For decades, Sister Jeanne Gallagher, I.H.M., taught young children about government and the importance of voting.
As the November election nears, the 86-year-old nun and retired teacher fears the state’s controversial Voter ID law will keep her and other senior citizens from having their say in who leads the country.
Sister Gallagher and 23 other nuns from the Our Lady of Peace residence, the retirement home for the Sisters, Servants of the Immaculate Heart of Mary congregation, lack the identification needed to vote in November. Another 11 nuns recently received state-issued identification cards.

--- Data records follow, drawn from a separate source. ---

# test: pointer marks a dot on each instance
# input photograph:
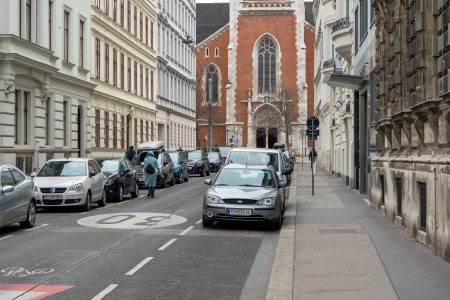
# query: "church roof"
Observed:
(213, 16)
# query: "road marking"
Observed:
(105, 292)
(186, 230)
(37, 227)
(5, 237)
(167, 244)
(139, 265)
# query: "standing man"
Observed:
(130, 153)
(312, 156)
(150, 179)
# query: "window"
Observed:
(97, 128)
(266, 66)
(129, 74)
(50, 21)
(212, 74)
(122, 71)
(97, 58)
(115, 131)
(66, 35)
(22, 117)
(106, 62)
(81, 50)
(106, 129)
(65, 121)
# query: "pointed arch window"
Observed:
(266, 66)
(212, 73)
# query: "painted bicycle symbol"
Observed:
(22, 272)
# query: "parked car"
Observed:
(215, 161)
(244, 193)
(165, 175)
(198, 162)
(180, 165)
(224, 151)
(70, 182)
(263, 156)
(17, 202)
(121, 178)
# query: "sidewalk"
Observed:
(333, 245)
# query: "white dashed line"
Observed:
(37, 227)
(186, 230)
(105, 292)
(167, 244)
(139, 265)
(5, 237)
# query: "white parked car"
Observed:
(70, 182)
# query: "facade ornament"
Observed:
(9, 86)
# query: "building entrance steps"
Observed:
(333, 245)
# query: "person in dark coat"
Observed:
(312, 156)
(150, 179)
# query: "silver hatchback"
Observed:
(17, 203)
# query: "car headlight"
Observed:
(76, 188)
(266, 201)
(214, 199)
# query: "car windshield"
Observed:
(245, 177)
(110, 165)
(194, 155)
(257, 158)
(174, 157)
(63, 168)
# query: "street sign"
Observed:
(312, 122)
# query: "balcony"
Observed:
(341, 36)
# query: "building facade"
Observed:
(344, 81)
(176, 108)
(410, 172)
(252, 76)
(124, 69)
(44, 81)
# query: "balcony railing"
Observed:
(341, 23)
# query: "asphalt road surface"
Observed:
(137, 249)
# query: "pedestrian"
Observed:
(150, 179)
(130, 153)
(312, 156)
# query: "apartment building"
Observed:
(45, 83)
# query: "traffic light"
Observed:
(312, 133)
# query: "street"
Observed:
(137, 249)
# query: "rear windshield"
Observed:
(251, 157)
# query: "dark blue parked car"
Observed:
(179, 165)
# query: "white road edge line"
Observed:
(105, 292)
(186, 230)
(167, 244)
(139, 265)
(37, 227)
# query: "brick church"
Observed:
(255, 62)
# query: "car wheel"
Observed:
(135, 194)
(120, 196)
(207, 222)
(102, 202)
(87, 205)
(31, 216)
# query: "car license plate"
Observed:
(239, 212)
(52, 197)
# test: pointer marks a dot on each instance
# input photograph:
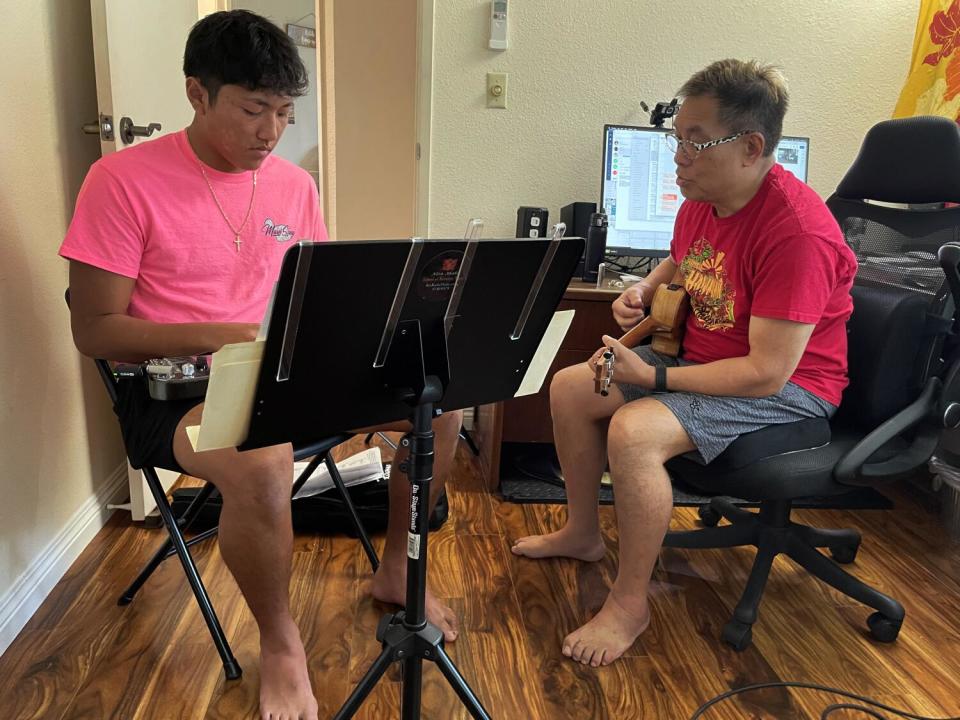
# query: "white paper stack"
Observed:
(355, 470)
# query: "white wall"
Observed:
(574, 66)
(299, 141)
(60, 451)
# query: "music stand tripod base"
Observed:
(406, 636)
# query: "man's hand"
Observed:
(628, 367)
(628, 308)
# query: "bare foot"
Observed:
(561, 543)
(608, 635)
(285, 692)
(390, 586)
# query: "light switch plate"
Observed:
(497, 90)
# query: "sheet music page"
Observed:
(543, 358)
(234, 371)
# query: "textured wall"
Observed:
(58, 438)
(575, 65)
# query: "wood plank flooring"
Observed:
(82, 656)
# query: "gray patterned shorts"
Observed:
(713, 422)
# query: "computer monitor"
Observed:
(639, 187)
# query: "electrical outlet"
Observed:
(497, 90)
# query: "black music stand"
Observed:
(435, 325)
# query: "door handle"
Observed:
(128, 130)
(103, 128)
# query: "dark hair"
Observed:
(238, 47)
(750, 96)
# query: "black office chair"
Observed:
(176, 543)
(902, 376)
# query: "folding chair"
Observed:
(178, 545)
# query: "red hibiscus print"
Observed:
(952, 76)
(945, 32)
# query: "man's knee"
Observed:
(263, 477)
(636, 432)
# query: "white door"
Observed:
(138, 55)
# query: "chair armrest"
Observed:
(853, 469)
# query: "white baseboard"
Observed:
(22, 600)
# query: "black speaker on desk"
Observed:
(531, 221)
(595, 247)
(576, 216)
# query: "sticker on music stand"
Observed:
(439, 276)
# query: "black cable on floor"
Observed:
(828, 710)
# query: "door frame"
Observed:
(326, 114)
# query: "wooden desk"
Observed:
(527, 419)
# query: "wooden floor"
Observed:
(82, 656)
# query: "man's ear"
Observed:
(197, 95)
(754, 147)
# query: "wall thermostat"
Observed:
(498, 24)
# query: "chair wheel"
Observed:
(737, 634)
(845, 554)
(883, 628)
(708, 516)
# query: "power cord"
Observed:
(829, 710)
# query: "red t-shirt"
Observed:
(781, 256)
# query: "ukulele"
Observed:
(666, 322)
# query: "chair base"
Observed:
(773, 533)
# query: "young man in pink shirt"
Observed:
(769, 275)
(174, 248)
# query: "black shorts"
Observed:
(149, 425)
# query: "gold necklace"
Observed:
(236, 231)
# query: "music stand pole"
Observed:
(407, 636)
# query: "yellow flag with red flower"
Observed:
(933, 86)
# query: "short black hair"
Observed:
(238, 47)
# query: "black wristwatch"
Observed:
(660, 378)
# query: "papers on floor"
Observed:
(355, 470)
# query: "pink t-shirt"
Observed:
(147, 213)
(781, 256)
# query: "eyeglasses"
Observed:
(692, 150)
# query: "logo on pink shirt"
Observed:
(281, 232)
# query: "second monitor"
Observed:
(639, 187)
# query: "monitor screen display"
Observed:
(639, 187)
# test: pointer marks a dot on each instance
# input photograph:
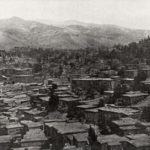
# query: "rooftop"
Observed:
(125, 122)
(69, 128)
(114, 109)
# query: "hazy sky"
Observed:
(128, 13)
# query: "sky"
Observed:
(127, 13)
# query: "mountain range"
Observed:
(17, 32)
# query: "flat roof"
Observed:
(110, 138)
(94, 79)
(141, 143)
(86, 106)
(28, 148)
(134, 94)
(125, 121)
(81, 137)
(137, 136)
(95, 110)
(69, 99)
(124, 110)
(69, 128)
(5, 138)
(17, 125)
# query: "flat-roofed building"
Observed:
(94, 83)
(131, 73)
(109, 142)
(5, 142)
(34, 137)
(111, 112)
(131, 98)
(92, 115)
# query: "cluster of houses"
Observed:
(99, 121)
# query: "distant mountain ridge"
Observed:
(17, 32)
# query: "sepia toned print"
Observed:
(74, 75)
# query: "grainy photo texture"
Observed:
(74, 75)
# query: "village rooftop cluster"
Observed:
(85, 113)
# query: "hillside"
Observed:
(16, 32)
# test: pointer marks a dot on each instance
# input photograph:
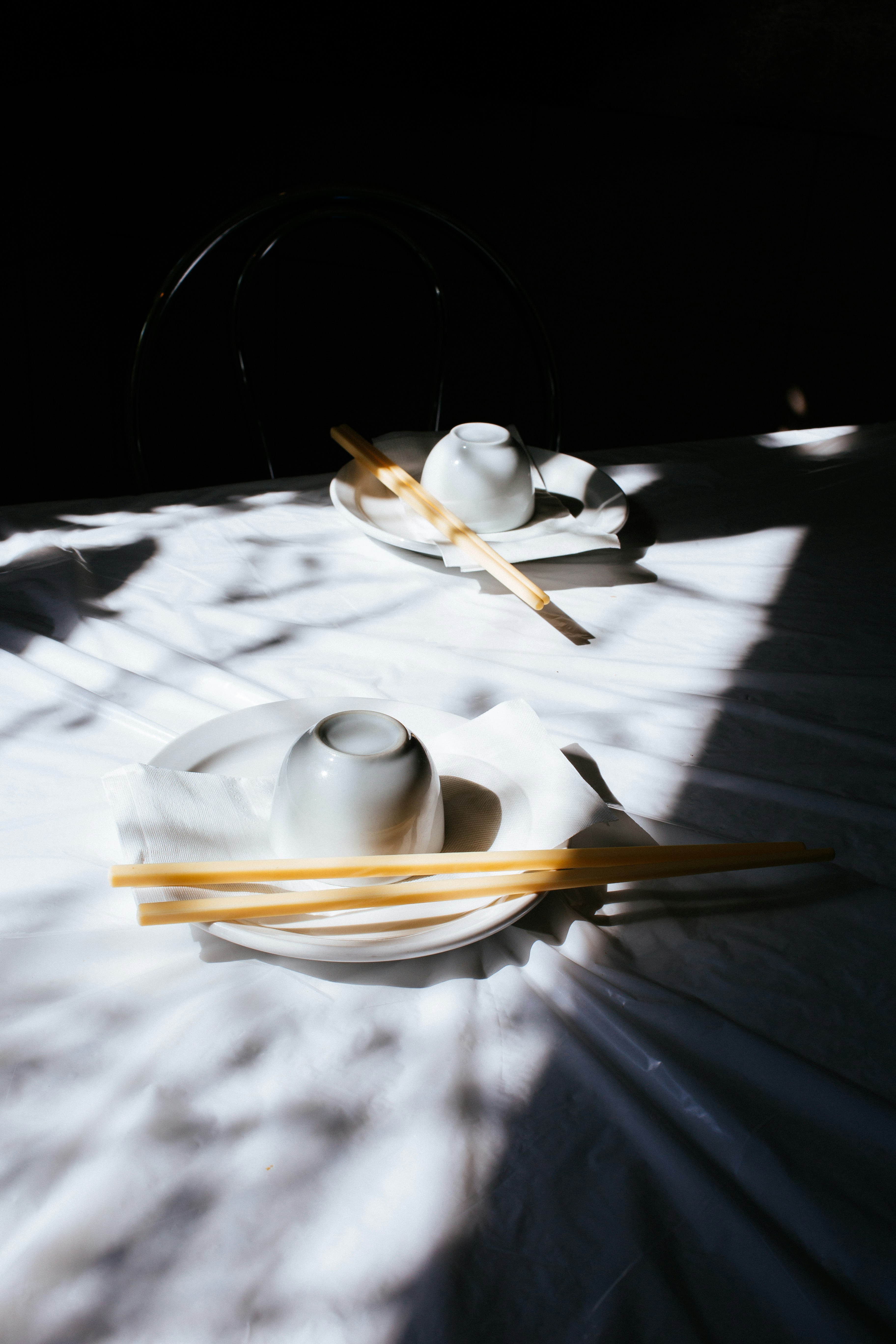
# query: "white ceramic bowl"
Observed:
(483, 476)
(357, 783)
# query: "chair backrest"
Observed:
(324, 306)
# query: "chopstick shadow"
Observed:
(592, 569)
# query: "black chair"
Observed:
(323, 306)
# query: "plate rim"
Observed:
(393, 948)
(421, 547)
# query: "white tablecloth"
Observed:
(667, 1120)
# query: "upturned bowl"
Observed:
(483, 476)
(358, 783)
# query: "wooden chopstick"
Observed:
(218, 873)
(261, 906)
(449, 525)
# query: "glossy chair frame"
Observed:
(261, 253)
(334, 202)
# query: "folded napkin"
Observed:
(166, 816)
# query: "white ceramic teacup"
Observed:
(483, 476)
(357, 783)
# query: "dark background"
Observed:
(700, 206)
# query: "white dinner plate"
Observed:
(254, 742)
(582, 509)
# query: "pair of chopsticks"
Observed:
(449, 525)
(498, 874)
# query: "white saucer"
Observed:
(254, 742)
(597, 507)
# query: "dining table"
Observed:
(656, 1112)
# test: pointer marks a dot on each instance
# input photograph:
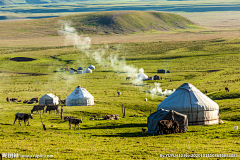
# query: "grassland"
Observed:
(208, 63)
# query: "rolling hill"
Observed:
(126, 22)
(101, 23)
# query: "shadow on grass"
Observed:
(23, 133)
(134, 134)
(118, 126)
(5, 124)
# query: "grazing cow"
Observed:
(26, 101)
(175, 127)
(8, 99)
(52, 107)
(34, 100)
(62, 101)
(74, 121)
(22, 116)
(67, 117)
(165, 126)
(226, 89)
(37, 108)
(128, 78)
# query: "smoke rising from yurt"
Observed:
(80, 97)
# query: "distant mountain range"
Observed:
(14, 2)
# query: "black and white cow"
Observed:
(22, 116)
(74, 121)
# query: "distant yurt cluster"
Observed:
(80, 97)
(81, 70)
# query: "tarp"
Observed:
(49, 99)
(163, 114)
(198, 107)
(80, 97)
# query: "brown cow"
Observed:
(74, 121)
(165, 126)
(14, 99)
(38, 107)
(62, 101)
(52, 107)
(25, 101)
(22, 116)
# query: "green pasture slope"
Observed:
(37, 9)
(209, 65)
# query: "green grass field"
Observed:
(211, 65)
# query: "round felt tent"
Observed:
(87, 70)
(162, 114)
(71, 71)
(80, 97)
(141, 76)
(91, 67)
(49, 99)
(198, 107)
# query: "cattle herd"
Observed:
(165, 126)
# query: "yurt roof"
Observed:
(188, 98)
(80, 92)
(50, 95)
(142, 76)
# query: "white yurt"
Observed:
(198, 107)
(141, 76)
(91, 67)
(80, 97)
(49, 99)
(71, 71)
(79, 72)
(87, 70)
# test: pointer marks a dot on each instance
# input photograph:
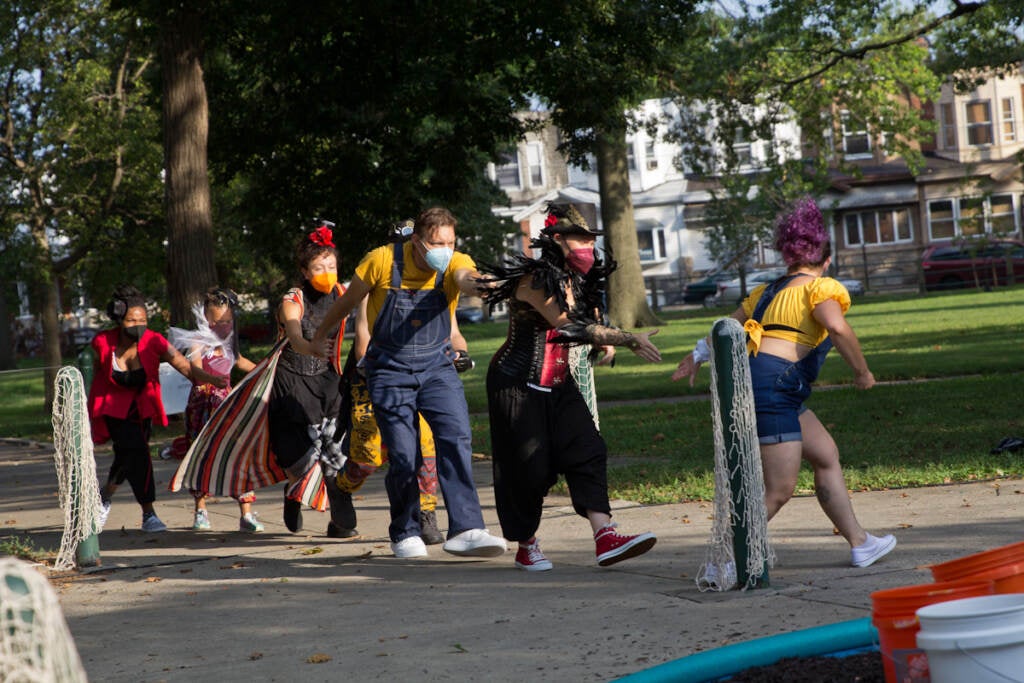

One 95-year-old sister had to wait four hours at the Driver Licensing Center in Dunmore.
But these nuns say while the state’s voter identification law is an inconvenience to them, they have people who will drive them to the center. They also have other sisters who will gladly help them find the paperwork needed for the card.
They worry about the senior citizens who do not have that help.
“I think it’s very, very unkind, unfair and ridiculous,” Sister Gallagher said of the law, which earlier this month state Supreme Court sent back to the Commonwealth Court for a judge to determine whether voters would be disenfranchised by the law.
That would be the case, the nuns said on Wednesday, in the room at the Our Lady of Peace center that serves as their ward’s polling place. For years, the nuns, some with walkers and some in wheelchairs, have only needed to make it to the room off the lobby to cast their votes.
The law requires anyone voting this November to produce a photo ID with an expiration date, which can range from a driver’s license to a U.S. passport. Supporters say the law is necessary to prevent voter fraud, while opponents point out that there have been no documented cases of in-person voter fraud and the process of obtaining an ID can be difficult and is intended to discourage people from voting.